After the paucity of last week's shop, I'm actually going to have a fairly weighty nerd sack to drag home this time out. Here (in interactive clickable format!) is what I'll be bagging and boarding over the weekend...

Midnighter #13
I'm three issues behind on this, but continue to buy it anyway. I'm not sure whether I liked Giffen's first issue so I probably should have read his second before ploughing on. Oh well.

Steve Niles Strange Cases #2
Hmmm, wasn't exactly bowled over by the first issue, but I'm so desperate for a good regular horror comic that I'm willing to give issue #2 a shot. I realise that this is horror with tongue firmly in cheek, but I still need convincing that the cheery artwork is right for the genre.

Astonishing X-Men #23
After reading the entire run from #1-#22 while I was flat on my back and unable to move a couple of months ago, I'm up to speed and looking forward to #23. Whedon and Cassaday are a great team who seem to have recaptured a lot of the magic of the classic Byrne/Claremont run while stamping their own identity on the book. Astonishing is slick and exciting. Any sadness about Whedon leaving the title is tempered by the knowledge that Warren Ellis will be taking over. Oh, and that's a PROPER Wolverine cover.

Criminal #10
Another title I've fallen behind on. In situations like this I often curse myself for continuing to buy the single issues instead of waiting for the trade, but Criminal is worth buying in single issue because of the excellent back matter that doesn't get reproduced in the collected format.

Which reminds me, I must watch The Killing of a Chinese Bookie, which I picked up on DVD after reading a great reader review in Criminal.

Marvel Legacy 1960s To 1990s Handbook TP
Gahhh. I'm a sucker for this type of thing. It just looks nice. Stupid unnecessary purchase, but it's the sort of thing I can see myself reading on the loo.

Super Villain Team Up Modoks 11 #5 (of 5)
Started off strong, weakened as it's gone on. Still a decent little mini, but there hasn't been enough MODOK for my liking.

The Order #4 CWI
Savvy stuff from Matt Fraction. Superheroes for the reality TV generation. I like it.

Monster #4
I'm sticking to one volume of this a week. It continues to be an excellent read. Sadly it prompted me to buy some more manga: Naruto vol #1 which I understand is very popular with the kids these days. Blerghh, seemed like a load of old bollocks to me - a badly executed rip-off of an early 90's cartoon. Chuff.

Tuesday 6 November 2007

Charity shop comics: The Crunch

How on earth did I get to 35 without ever hearing of or reading The Crunch?

I found two yellowing issues of this late 70s British boys comic in Hackney OXFAM last week and I am now on a mission to buy the entire run. It is without doubt one of the finest comics I have ever read.

The covers are superb...

but the stories inside are even better; crazed, violent, amphetamine fuelled tales from a time when The Wild Geese was playing to packed houses, cold war paranoia ruled the world and American violence, Dirty Harry style was just coming into vogue on this side of the pond.
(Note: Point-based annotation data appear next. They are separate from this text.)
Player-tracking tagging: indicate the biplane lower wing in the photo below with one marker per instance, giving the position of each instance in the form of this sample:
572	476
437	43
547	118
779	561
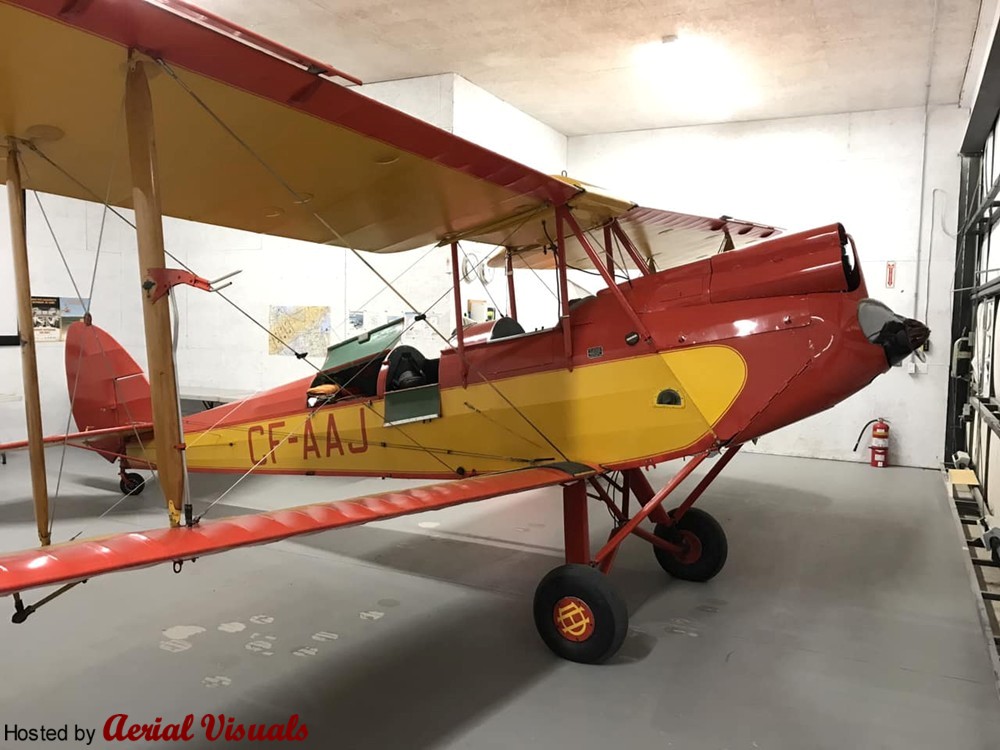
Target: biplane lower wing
79	561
All the bogeymen are here.

Idi Amin gets speared through the back by mercenaries...



Before being fed to MAN-EATING MARIBOU STORKS!!!


Read that again: MAN-EATING MARIBOU STORKS!

That damp feeling in your trousers is a nerdgasm.

The Kennedy assassination and Watergate are mashed up in a tale of Mafia/CIA conspiracy called "Who killed Cassidy?", while the nationwide obsession with World War Two and the Nazis is still going strong in a fantastic little strip entitled...




Nuff said.

But the pulse pounding Nazi action doesn't stop on earth. Check this synopsis out...

I don't know about you, but I'm ready to suit up and pitch that word for word to Hollywood. In fact every single story in The Crunch deserves to be made into a movie. They all have blockbuster stamped large on them, which is more than can be said for the bleak, but nonetheless fantastic, readers letters page...




Brilliant, brilliant stuff.

I want more! More letters and more insane stories. The Crunch has me hooked with lines like this...

I will not rest until I have the entire run.